The microarray data is under-sampled, that is, the number of experiments is fewer than the number of genes. To evaluate the effect of under-sampling to RMT based method, we developed an in silico modular gene system (see Methods and Materials for details), in which correlations between expressions of genes inside modules ("true" links) have been designed to be a value Ct (0 <Ct < 1); and other expression correlations have been designed to be zero. Then, RMT based method has applied to construct gene co-expression network from sampled expression data of the modular system. First, effect of different Ct value on the number of samplings to recover 99% of "true" links is tested. As shown in Table 3, when the Ct value is decreased (from 0.7 to 0.3), the number of expressions needed to separate the "true" links from random is increased (from 50 to 600). However, the number of experiments is still very small comparing to the total genes in the system. In addition, the effect of the size of system on the number of samplings needed is limited (Table 4). We also examined the percentage of "true" links over total links in the network. For Ct = 0.7 and a system size of 2000 genes, the percentage of "true" links over total links is 98.4% for only 20 expressions sampled (data not shown). In summary, even with the under-sampled expressions, the RMT approach is still able to recover the original co-expression networks in the designed model.

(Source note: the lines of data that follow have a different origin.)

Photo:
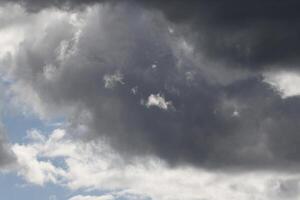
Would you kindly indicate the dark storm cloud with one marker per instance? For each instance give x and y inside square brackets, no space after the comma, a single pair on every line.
[236,123]
[247,34]
[252,34]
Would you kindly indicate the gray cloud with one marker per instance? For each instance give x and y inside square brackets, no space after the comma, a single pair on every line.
[252,34]
[7,158]
[240,122]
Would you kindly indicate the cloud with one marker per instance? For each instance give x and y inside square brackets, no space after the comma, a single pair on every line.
[104,197]
[285,82]
[158,101]
[251,35]
[95,167]
[7,158]
[223,117]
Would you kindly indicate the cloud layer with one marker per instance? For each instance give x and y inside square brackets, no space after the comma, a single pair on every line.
[93,166]
[132,77]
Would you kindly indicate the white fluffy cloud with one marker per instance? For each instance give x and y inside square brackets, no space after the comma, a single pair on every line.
[159,101]
[287,83]
[94,166]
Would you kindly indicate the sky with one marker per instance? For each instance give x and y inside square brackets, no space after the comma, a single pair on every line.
[149,100]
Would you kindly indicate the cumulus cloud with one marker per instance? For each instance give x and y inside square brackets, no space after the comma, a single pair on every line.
[94,166]
[158,101]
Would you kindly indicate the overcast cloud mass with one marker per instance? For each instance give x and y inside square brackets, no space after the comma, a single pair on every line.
[194,84]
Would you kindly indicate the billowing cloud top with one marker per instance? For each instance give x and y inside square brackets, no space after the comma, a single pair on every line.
[189,82]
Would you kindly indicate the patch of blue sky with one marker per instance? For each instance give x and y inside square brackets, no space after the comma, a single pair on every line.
[15,188]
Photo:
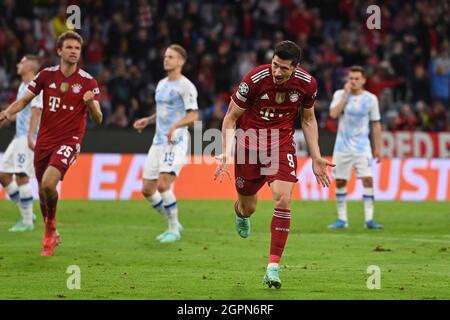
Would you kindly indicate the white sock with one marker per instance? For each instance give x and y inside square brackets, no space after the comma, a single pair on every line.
[341,202]
[157,202]
[368,203]
[26,203]
[13,192]
[170,205]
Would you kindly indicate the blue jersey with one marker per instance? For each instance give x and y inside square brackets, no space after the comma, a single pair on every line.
[23,117]
[173,100]
[354,122]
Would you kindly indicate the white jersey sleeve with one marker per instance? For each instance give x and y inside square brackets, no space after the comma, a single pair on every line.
[375,109]
[337,96]
[189,95]
[37,101]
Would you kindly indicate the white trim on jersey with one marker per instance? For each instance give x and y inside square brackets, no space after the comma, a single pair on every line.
[260,75]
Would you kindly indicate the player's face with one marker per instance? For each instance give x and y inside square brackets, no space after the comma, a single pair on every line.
[172,60]
[357,80]
[281,70]
[23,66]
[70,51]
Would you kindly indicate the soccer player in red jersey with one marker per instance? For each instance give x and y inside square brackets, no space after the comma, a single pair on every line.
[264,108]
[68,92]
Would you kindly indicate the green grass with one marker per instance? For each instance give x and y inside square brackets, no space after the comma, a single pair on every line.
[113,244]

Table 4 Effect of the size of gene systems on sampling to recover 99% of "true" links for certain Ct = 0.7.

Discussion

RMT has been used in characterizing the non-random phenomena in physical, material and social systems, including heavy nuclei, metal insulator transitions and the stock markets. It has been well recognized in these systems that RMT analyses are efficient for distinguishing system-specific, nonrandom properties from random noise. In this study, our observations with the microarray data from various organisms support our central hypothesis that the two universal predictions are applicable to biological systems. RMT might be particularly suitable for microarray data, which usually have high inherent variations. Based on yeast gene annotation, 85% of the functionally known genes are correctly linked. In addition, we demonstrated that the structure of network obtained from original microarray profiles differs from the networks obtained from randomized expression data [52]. Furthermore, computational analysis showed that all modules and links in an in silico network were correctly identified at the expected cutoff value. Together, these results suggest that the RMT-based approach can reliably identify gene co-expression networks.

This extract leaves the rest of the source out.